I drove ten hours from Lille to south-west France on Monday, met the architect there on Tuesday morning and then drove ten hours back home again. It was exhausting.
As regular readers will know, we have found a property we want to buy and turn into a cheese-and-wine business.
I don’t want to be all mysterious about it, but we haven’t signed the compromis de vente yet. So, forgive me, but I’d rather not say just yet exactly where it is.
There are some clauses we have had built into the draft compromis that will allow us to walk away from the deal if they don’t work out. One of them is the front of the building.
At the moment, the shop front has an arched window above a stone base.

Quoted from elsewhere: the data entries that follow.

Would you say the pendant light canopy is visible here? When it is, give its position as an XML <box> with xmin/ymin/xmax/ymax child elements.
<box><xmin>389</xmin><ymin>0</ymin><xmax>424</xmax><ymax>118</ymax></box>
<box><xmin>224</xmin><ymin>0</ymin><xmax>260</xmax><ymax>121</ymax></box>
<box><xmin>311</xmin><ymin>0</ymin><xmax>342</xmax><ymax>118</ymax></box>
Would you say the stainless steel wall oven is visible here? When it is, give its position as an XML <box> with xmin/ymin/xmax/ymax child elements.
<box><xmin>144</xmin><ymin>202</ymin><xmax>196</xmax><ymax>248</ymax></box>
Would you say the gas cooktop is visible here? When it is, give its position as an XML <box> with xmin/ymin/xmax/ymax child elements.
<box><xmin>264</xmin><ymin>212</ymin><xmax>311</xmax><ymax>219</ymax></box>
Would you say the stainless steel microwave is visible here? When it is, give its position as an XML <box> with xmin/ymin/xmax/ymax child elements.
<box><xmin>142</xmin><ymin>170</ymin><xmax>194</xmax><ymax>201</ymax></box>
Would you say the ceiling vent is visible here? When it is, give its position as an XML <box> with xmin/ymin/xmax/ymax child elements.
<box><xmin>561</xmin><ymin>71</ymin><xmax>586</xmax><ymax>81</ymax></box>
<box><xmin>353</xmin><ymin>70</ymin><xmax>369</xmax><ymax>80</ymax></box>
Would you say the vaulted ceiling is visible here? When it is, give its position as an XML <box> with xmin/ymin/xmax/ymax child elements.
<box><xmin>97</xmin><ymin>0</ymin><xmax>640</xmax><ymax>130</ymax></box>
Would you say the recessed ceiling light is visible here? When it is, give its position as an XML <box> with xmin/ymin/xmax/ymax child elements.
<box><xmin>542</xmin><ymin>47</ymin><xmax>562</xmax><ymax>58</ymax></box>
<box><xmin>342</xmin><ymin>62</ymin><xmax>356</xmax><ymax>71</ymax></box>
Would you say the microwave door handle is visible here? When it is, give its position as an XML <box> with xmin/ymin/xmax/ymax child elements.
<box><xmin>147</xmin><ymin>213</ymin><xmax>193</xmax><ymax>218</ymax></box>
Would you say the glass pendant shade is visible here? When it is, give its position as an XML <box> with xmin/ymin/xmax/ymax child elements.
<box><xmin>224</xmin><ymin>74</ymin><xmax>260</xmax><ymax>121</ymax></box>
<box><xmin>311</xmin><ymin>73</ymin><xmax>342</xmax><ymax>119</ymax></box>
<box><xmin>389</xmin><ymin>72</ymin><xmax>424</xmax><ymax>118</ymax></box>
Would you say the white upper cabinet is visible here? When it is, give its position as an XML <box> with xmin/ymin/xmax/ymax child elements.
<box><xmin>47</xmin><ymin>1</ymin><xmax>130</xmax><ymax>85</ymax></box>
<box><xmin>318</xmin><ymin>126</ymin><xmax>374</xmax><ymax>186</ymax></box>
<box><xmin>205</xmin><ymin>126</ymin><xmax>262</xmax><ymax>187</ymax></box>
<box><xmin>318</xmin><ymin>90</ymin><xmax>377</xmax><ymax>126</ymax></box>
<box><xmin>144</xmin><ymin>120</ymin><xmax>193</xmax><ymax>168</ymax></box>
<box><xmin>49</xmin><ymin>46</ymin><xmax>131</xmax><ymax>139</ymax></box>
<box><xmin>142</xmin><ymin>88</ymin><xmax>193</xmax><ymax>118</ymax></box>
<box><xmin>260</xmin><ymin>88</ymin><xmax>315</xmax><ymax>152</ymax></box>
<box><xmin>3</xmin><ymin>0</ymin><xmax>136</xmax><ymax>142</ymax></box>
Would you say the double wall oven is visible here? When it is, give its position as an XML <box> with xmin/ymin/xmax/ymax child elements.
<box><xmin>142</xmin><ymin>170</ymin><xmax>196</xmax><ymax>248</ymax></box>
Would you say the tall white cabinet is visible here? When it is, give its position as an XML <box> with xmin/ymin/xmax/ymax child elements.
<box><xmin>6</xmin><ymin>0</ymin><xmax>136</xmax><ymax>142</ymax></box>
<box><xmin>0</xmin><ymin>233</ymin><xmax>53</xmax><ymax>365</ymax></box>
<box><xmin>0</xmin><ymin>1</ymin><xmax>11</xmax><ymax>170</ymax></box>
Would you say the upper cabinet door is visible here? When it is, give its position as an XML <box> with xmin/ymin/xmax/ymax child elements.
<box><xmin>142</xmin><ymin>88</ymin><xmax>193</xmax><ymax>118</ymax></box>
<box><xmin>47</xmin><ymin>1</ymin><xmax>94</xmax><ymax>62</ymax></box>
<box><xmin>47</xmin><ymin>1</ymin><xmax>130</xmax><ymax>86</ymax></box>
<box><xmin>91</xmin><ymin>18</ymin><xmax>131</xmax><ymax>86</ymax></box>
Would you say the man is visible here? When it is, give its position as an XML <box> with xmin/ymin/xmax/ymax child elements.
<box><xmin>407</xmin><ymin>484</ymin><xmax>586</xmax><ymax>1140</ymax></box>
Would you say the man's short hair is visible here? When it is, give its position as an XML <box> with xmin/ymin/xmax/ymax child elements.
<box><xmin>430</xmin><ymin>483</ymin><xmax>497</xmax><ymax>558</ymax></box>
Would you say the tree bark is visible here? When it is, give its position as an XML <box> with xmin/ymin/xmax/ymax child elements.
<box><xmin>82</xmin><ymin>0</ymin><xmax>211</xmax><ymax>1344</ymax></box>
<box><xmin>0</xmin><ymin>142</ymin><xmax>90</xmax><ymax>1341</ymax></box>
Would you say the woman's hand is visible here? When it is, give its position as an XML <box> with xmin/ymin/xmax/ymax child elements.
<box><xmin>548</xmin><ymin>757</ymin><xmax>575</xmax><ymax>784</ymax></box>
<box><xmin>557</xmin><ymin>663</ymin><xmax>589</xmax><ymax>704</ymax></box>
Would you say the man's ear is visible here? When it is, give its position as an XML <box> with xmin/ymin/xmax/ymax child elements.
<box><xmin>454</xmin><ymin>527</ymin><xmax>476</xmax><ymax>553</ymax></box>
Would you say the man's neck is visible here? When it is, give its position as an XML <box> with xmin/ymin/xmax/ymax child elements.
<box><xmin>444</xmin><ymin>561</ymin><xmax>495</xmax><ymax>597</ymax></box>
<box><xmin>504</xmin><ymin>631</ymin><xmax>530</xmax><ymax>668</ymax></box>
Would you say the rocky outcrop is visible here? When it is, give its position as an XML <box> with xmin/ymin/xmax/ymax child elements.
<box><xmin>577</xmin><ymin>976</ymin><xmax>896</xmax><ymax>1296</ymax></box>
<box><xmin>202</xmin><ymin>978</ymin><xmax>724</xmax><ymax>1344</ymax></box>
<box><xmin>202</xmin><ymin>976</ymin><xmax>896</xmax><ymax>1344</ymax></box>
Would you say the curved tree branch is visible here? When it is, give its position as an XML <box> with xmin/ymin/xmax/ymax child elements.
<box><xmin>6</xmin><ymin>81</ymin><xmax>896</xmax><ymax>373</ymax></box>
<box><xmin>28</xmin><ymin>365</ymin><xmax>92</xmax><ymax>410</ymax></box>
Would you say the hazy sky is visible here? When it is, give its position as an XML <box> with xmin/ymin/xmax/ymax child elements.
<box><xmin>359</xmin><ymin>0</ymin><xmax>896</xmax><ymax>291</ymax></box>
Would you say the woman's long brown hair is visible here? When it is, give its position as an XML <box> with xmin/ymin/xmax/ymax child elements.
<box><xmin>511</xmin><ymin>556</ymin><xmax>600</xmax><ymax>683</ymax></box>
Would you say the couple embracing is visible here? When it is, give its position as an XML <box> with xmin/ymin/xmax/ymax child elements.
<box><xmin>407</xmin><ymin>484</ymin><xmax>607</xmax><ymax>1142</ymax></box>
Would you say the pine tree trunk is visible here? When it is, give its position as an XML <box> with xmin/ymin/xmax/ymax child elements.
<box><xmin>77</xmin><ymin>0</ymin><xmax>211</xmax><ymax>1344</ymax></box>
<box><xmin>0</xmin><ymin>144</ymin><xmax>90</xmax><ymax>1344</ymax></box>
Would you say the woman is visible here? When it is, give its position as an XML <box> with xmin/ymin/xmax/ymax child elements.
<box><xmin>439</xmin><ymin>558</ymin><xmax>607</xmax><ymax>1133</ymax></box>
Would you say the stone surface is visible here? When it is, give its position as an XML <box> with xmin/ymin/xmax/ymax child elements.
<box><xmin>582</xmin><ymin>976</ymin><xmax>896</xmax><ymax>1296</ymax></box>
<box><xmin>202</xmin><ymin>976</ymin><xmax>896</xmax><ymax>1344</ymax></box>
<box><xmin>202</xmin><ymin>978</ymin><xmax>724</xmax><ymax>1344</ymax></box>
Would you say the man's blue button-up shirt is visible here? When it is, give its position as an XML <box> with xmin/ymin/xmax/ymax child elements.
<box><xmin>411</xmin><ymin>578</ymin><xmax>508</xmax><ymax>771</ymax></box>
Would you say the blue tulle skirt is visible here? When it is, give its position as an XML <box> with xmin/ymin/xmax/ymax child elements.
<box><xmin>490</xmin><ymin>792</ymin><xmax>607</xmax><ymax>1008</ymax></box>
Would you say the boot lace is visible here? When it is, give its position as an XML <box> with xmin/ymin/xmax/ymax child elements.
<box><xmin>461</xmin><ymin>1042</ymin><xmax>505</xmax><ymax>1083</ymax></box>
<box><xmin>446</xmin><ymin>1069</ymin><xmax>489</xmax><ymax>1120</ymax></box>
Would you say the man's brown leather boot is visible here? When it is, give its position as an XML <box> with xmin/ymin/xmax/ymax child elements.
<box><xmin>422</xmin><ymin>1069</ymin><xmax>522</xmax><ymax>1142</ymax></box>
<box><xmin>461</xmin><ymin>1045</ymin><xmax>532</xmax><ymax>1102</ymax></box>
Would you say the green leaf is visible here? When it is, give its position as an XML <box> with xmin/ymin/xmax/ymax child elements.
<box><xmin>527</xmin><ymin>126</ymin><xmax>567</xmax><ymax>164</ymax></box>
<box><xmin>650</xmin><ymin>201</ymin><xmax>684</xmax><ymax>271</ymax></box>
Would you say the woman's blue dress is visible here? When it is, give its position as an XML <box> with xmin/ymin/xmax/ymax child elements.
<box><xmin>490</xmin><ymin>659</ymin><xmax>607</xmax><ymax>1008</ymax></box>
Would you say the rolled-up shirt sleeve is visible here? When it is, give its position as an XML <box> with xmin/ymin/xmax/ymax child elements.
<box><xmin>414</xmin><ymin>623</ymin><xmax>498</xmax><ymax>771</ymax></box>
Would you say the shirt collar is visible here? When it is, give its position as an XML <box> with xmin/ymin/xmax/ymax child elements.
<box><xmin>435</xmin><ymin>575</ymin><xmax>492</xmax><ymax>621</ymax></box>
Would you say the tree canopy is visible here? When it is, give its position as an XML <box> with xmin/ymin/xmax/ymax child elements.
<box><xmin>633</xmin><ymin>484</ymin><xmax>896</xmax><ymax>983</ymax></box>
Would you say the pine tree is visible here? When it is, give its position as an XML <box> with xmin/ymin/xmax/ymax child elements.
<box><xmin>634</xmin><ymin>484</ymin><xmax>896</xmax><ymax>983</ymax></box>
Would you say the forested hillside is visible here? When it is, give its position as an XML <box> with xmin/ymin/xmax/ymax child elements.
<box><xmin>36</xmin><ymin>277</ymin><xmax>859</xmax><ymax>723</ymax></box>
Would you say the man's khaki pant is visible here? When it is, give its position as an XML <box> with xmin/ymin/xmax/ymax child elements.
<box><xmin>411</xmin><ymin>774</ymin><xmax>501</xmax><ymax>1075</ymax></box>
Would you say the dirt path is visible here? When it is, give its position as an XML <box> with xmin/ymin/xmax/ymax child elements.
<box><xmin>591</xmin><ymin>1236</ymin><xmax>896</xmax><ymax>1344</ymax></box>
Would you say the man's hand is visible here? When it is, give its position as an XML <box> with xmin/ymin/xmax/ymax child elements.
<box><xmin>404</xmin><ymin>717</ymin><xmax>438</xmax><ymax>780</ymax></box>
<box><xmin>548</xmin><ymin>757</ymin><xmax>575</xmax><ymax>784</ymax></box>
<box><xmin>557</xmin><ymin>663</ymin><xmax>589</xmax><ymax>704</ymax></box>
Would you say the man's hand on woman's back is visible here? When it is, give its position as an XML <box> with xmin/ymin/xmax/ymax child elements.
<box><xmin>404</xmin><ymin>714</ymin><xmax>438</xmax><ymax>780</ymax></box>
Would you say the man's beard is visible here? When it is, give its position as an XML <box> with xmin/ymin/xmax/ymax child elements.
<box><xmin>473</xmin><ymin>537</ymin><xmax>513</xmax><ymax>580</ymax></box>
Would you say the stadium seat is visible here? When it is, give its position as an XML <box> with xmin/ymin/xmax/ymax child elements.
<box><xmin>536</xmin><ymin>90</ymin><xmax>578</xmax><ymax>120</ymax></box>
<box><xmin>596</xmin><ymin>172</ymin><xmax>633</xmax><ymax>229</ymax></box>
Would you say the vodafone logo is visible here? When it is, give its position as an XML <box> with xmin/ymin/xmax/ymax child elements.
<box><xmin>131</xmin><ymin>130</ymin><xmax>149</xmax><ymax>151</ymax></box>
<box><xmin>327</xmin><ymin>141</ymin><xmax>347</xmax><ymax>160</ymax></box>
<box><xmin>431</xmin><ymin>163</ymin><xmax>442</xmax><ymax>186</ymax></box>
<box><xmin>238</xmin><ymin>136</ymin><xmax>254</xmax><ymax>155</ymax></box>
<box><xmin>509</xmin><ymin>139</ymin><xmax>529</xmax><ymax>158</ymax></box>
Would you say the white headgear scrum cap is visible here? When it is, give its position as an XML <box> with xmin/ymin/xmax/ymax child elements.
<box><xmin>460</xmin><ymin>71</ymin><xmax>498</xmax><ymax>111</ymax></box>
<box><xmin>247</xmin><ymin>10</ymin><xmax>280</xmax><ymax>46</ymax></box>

I explained to the architect that we want to take out that base and fit folding doors. We figure that during the summer, people can then sit in the doorway and feel that they are outside but be in the cool of the building.
There will be chairs and tables in the street too, of course.
However, the architect saw things differently – cue the air-sucking. His primary role is to make sure that the beauty of the village is maintained.
“You’ll need to keep the arch,” he said after a long pause.
But folding doors with individual panels of different heights simply won’t work. So I suggested inserting a plinth horizontally beneath the arch of the window instead, which would allow folding doors beneath.
He didn’t like the sound of that. We talked through some other options, including a complicated one that involved taking out the arch to create a square space.
He realised that we were running out of possibilities and I could see he wanted to help. In the end – and much to my relief – he smiled and agreed to the plinth idea, with folding doors beneath.
“What colour will the door frames and plinth be?” he asked.
That’s something we hadn’t given any thought to. We haven’t even got a name for the business yet, so we certainly haven’t started contemplating colours.
But the mairie promptly sent me the official town colour palette. This shade or that shade is a rather nice problem to have… and one that helped me sleep very soundly when I got home on Tuesday.